Temporal attention mechanisms for sequence processing.
Provides two main architectures:
Option C: Sliding Window Attention
Efficient attention that only looks at the last K timesteps:
Step t-5 Step t-4 Step t-3 Step t-2 Step t-1 Step t
| | | | | |
+---------+---------+---------+---------+---------+
Attend to window
|
v
Current OutputO(K^2) complexity instead of O(N^2) - practical for real-time.
Option B: Hybrid LSTM + Attention
LSTM compresses temporal information, then attention finds long-range patterns:
Frames -> LSTM -> [h1, h2, ..., hN] -> Self-Attention -> OutputBest of both worlds:
- LSTM captures local sequential patterns
- Attention finds sparse long-range dependencies
Why Attention Helps Temporal Processing
- Direct timestep access: "What happened exactly 12 steps ago?"
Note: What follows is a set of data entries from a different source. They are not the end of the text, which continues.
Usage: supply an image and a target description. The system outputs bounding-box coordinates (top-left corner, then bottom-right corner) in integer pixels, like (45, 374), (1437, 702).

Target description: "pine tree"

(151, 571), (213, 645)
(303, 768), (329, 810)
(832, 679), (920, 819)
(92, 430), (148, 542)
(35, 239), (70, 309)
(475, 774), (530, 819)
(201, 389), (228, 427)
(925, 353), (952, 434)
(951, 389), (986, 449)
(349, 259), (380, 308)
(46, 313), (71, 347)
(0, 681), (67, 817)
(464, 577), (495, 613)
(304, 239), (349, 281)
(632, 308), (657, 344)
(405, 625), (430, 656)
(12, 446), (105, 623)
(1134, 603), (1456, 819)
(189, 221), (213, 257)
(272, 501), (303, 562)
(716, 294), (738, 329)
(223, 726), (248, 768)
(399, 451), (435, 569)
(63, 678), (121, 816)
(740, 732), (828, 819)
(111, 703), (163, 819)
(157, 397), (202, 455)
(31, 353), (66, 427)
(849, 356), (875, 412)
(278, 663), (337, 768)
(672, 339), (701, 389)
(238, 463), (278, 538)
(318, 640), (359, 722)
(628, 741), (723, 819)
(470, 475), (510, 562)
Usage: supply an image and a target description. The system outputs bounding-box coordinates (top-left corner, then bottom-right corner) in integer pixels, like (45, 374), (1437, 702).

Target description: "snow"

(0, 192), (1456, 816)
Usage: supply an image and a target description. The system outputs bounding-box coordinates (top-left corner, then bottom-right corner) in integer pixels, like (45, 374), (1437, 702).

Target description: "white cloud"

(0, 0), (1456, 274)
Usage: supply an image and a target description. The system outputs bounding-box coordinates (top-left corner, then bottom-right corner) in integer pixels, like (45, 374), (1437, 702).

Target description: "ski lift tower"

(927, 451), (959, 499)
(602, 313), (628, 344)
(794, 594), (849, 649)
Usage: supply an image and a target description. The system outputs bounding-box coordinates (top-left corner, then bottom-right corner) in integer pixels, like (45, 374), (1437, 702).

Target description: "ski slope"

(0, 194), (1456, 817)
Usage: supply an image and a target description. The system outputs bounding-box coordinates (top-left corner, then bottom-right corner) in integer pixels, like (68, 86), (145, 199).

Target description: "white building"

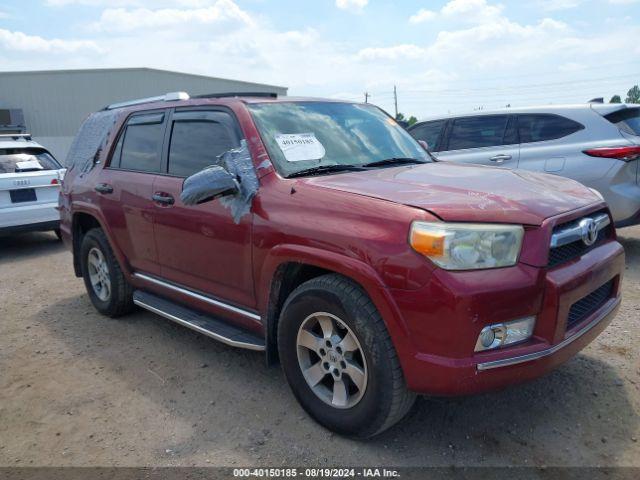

- Learned relevance: Model decides which past timesteps matter
- Parallel training: Unlike LSTM, attention can process all timesteps simultaneously
- Interpretable: Attention weights show what the model focuses on
Usage
# Sliding window model
model = MultiHead.build_sliding_window(
embed_dim: 1024,
window_size: 60,
num_heads: 4,
head_dim: 64
)
# Hybrid LSTM + Attention
model = MultiHead.build_hybrid(
embed_dim: 1024,
lstm_hidden: 256,
num_heads: 4,
head_dim: 64
)
Summary
Functions
Add sinusoidal positional encoding to input.
Build a multi-head attention model.
Build a hybrid LSTM + Attention model.
Build hybrid model with additional MLP layers on top.
Build a complete sliding window attention model.
Create a causal (autoregressive) attention mask.
Chunked attention for reduced peak memory usage.
Memory-efficient attention using online softmax normalization.
Build multi-head attention with configurable heads and head dimension.
Get the output dimension for a model configuration.
Apply layer normalization to Q or K tensors.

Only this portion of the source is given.